Para el difunto Jackson, la fama ardiente que experimentó desde una edad temprana lo llevó a buscar una identidad y una vida que ni la cirugía ni el consumismo glotón pudieron satisfacer. Estaba deformado, endeudado y muerto a los cincuenta. Para los fans que se calentaban en el resplandor de su popularidad, hubo una tristeza momentánea al darse cuenta de que ni siquiera la fama estratosférica podía negar la muerte cuando llamaba. Es tan triste que no se aprendan lecciones aquí. A pesar de lo horrible que se había vuelto su vida, hubo muchos de sus fans que desearían exactamente lo que finalmente lo destruyó: una popularidad desenfrenada alimentada por un voraz medio de comunicación. La fama es algo mortal. Muchos comprometen sus almas tratando de obtenerla y la mayoría que la tiene nunca aprende a llevar su pesada carga. Cuando se trata de la fama, supongo que lo que más importa es por qué eres famoso. Aquellos que son idolatrados por cosas tan temporales como el arte escénico o hazañas físicas saben intuitivamente que lo que hacen no merece el reconocimiento que reciben. Esto puede ser lo que causa su gran angustia y conflicto interno, al menos para aquellos que son conscientes de sí mismos. El resto puede estar simplemente delirando.

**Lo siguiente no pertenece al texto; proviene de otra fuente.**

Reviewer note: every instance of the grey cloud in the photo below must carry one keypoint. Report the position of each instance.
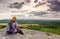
(16, 5)
(39, 4)
(55, 5)
(38, 13)
(35, 1)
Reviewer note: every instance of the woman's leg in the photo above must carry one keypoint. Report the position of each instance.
(20, 32)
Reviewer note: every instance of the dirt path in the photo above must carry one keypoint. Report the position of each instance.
(29, 34)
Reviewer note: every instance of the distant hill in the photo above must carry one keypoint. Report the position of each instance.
(34, 21)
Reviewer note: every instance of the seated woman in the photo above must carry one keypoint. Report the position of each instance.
(13, 27)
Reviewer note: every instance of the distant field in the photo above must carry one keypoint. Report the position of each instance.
(51, 26)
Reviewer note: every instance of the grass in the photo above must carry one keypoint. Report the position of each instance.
(55, 29)
(49, 29)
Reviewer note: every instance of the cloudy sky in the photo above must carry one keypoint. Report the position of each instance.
(30, 9)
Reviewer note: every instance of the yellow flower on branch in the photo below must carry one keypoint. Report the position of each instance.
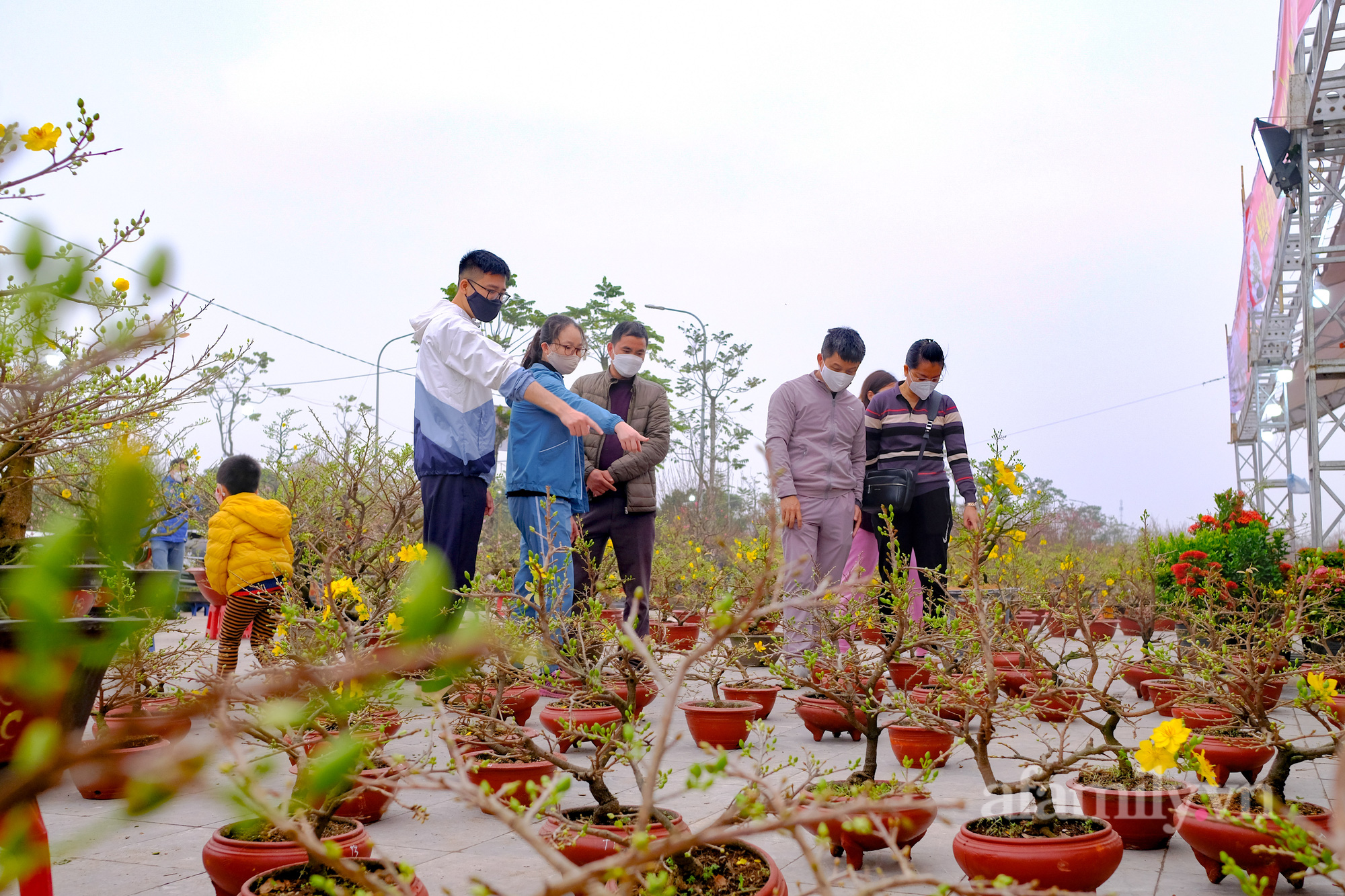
(1155, 759)
(1206, 768)
(1321, 686)
(44, 138)
(1171, 735)
(412, 553)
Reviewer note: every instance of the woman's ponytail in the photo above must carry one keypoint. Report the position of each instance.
(535, 350)
(548, 333)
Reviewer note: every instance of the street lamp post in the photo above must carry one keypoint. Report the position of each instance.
(379, 372)
(705, 357)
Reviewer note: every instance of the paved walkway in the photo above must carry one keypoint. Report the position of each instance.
(104, 852)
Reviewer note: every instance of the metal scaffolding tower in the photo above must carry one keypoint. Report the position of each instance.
(1297, 334)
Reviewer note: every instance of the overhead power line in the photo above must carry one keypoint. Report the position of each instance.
(1102, 411)
(208, 302)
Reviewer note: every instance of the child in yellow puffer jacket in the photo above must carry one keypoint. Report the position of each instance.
(248, 557)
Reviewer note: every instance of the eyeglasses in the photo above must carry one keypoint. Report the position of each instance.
(492, 295)
(562, 349)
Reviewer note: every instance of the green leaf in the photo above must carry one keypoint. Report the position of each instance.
(33, 251)
(158, 268)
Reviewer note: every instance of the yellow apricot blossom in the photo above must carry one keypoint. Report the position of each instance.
(1155, 759)
(1171, 735)
(412, 553)
(44, 138)
(1207, 768)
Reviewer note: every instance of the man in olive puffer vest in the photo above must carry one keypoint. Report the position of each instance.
(623, 494)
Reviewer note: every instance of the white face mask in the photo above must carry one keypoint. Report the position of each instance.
(627, 365)
(836, 380)
(922, 386)
(564, 364)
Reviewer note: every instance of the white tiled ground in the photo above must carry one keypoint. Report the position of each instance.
(107, 853)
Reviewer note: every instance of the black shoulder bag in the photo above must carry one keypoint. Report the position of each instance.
(896, 487)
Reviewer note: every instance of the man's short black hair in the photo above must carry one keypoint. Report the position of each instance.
(845, 342)
(239, 474)
(479, 261)
(630, 329)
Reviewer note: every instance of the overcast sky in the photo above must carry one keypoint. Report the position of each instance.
(1051, 190)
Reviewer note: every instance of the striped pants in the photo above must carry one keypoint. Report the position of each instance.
(244, 608)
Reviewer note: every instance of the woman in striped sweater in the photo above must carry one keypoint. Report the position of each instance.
(895, 427)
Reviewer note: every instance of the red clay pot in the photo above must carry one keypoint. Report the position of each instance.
(564, 720)
(107, 778)
(518, 702)
(1070, 862)
(948, 702)
(676, 637)
(371, 803)
(723, 727)
(303, 870)
(821, 715)
(1056, 704)
(907, 674)
(1137, 674)
(1265, 697)
(765, 697)
(917, 743)
(231, 862)
(584, 849)
(500, 775)
(1144, 818)
(154, 719)
(1012, 681)
(1203, 715)
(1210, 836)
(1237, 755)
(910, 825)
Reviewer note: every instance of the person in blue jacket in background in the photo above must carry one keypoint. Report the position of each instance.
(169, 538)
(545, 469)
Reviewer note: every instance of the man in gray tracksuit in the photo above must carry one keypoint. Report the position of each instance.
(814, 443)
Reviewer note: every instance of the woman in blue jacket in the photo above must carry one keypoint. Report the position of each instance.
(545, 464)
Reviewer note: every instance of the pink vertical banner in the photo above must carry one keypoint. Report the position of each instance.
(1262, 214)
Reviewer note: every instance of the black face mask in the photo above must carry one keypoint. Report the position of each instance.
(484, 309)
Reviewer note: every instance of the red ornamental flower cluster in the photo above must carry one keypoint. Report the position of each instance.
(1234, 516)
(1192, 572)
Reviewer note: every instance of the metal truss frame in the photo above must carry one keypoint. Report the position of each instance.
(1289, 330)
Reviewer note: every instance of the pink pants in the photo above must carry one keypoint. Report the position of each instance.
(864, 556)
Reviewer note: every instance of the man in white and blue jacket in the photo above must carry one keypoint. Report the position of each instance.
(455, 415)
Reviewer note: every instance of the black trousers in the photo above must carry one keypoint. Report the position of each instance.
(923, 530)
(455, 509)
(633, 542)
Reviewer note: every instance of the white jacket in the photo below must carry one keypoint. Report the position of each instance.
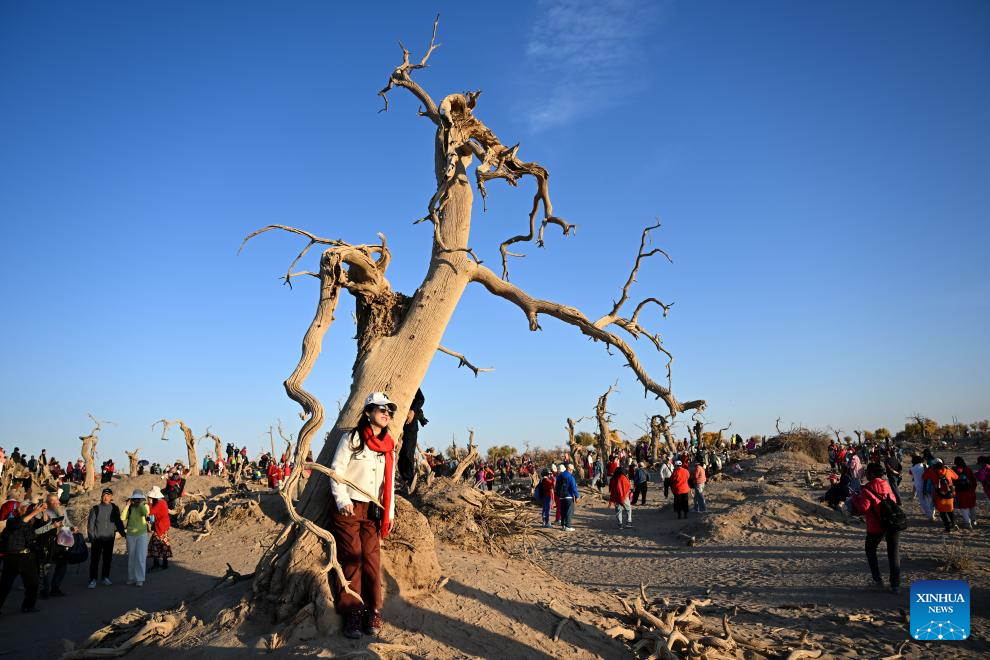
(365, 468)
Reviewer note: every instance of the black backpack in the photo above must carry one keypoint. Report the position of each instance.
(892, 516)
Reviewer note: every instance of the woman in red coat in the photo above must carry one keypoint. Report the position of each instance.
(159, 549)
(619, 491)
(965, 491)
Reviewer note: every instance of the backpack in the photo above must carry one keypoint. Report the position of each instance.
(943, 490)
(78, 553)
(892, 516)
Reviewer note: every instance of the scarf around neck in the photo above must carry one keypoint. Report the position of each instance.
(383, 446)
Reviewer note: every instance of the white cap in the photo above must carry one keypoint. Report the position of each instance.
(379, 399)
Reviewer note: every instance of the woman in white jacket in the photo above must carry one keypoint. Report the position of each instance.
(366, 458)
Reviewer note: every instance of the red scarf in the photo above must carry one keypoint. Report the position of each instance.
(385, 446)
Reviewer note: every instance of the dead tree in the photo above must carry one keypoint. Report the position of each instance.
(132, 462)
(574, 447)
(187, 435)
(217, 445)
(603, 417)
(398, 335)
(89, 450)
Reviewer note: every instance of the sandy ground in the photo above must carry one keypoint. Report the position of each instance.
(780, 565)
(783, 563)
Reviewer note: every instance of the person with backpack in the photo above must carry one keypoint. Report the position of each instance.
(944, 494)
(102, 527)
(18, 557)
(876, 503)
(679, 487)
(619, 490)
(640, 479)
(965, 491)
(546, 496)
(567, 496)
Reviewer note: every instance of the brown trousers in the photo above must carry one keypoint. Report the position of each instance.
(359, 554)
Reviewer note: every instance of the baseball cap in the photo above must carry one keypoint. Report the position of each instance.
(379, 399)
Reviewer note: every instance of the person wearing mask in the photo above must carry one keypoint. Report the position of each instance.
(619, 491)
(666, 469)
(159, 548)
(679, 487)
(102, 526)
(698, 479)
(51, 556)
(135, 515)
(366, 458)
(18, 557)
(867, 503)
(567, 496)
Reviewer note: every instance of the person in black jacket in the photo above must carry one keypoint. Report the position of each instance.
(18, 557)
(410, 435)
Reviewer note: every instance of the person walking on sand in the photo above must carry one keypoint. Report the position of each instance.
(567, 496)
(965, 491)
(619, 491)
(640, 479)
(944, 494)
(867, 503)
(135, 515)
(666, 470)
(679, 487)
(698, 479)
(102, 526)
(546, 495)
(366, 458)
(159, 548)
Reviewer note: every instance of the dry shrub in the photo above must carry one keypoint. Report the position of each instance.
(955, 558)
(800, 440)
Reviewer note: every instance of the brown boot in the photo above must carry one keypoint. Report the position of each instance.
(352, 625)
(372, 622)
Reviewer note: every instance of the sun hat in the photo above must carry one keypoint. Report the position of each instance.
(379, 399)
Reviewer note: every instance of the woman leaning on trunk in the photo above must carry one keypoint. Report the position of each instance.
(366, 458)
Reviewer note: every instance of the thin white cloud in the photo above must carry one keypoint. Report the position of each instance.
(587, 56)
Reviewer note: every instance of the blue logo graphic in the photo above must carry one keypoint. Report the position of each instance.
(940, 610)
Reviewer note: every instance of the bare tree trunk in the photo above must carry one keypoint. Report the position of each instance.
(132, 462)
(604, 433)
(574, 447)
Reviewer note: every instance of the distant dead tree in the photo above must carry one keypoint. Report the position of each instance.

Jesús dijo que deberíamos,
Así brille vuestra luz delante de los hombres, para que vean vuestras buenas acciones y glorifiquen a vuestro Padre que está en los cielos.
- Mateo 5:16
Aquí reside el equilibrio correcto entre lo que hacemos y la fama. Ser conocidos, incluso muy conocidos, por hacer el bien no puede dañarnos porque Dios recibe el honor (la fama), no nosotros mismos. Estamos inmunizados contra los peligros de la popularidad porque lo que se nota de nosotros es digno de ser visto y conocido, y la adoración que de ello se deriva va a Dios, quien es verdaderamente digno de ser alabado. Al final, el equilibrio correcto ve a todos recibiendo lo que merecen y el único rey que importa es Dios.